PIGSKIN POWER: ADWEEK's Anthony Crupi examined how much shows on the fall TV schedule charge for 30-second ads, and reported Fox' roster of eight late-window national NFL games "fetches a jaw-dropping $595,000" per spot. NBC's "SNF" is second with a cost of "around $570,000 a throw," while the net's "Football Night In America" draws $135,780 per ad. The cost of ads on Fox' "The OT" and its Saturday primetime sports window, as well as ABC's Saturday night college football game, were not disclosed. CBS' "The Big Bang Theory" is the highest-charging non-sports program, as it "commands a staggering $326,260 per 30-second spot" (ADWEEK.com, 10/13).

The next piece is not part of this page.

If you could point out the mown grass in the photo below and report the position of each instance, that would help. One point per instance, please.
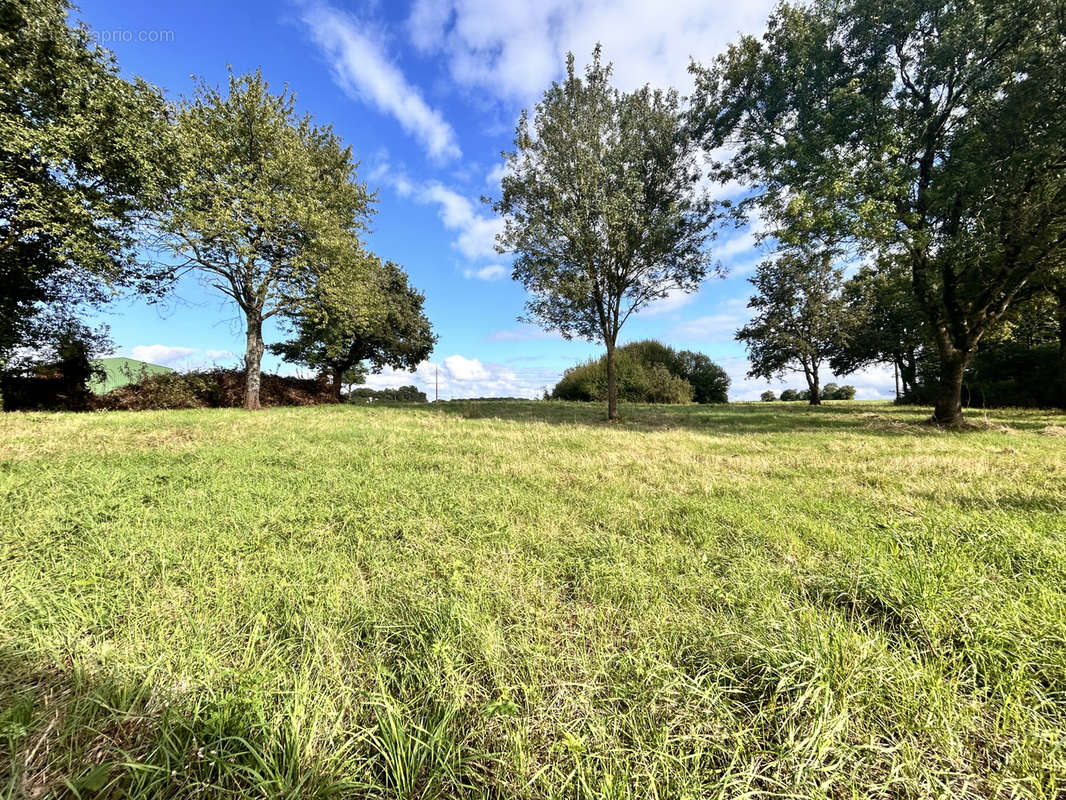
(516, 600)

Under Armour yesterday launched the Armour39 Challenge, a three-phase competition with a $25,000 grand prize in which applicants submit "ideas to improve the brand's Armour39 performance monitoring system," according to Lorraine Mirabella of the Baltimore SUN. Applicants are "encouraged to submit a three- to five-minute video explaining" their proposed enhancements to the device, which was unveiled in March. UA "wants to find engineering and software development experts who can enhance the product's function in competitive analysis, exercise identification, cardiac assessment or other areas." Fifty applicants "will be chosen to move on to the second, three-month idea development phase," and 15 finalists will move on to the third phase and "present concepts to the executive team in April at the Under Armour Future Show: Digital." The company said that a runner-up "will be awarded $10,000" (BALTIMORESUN.com, 10/14).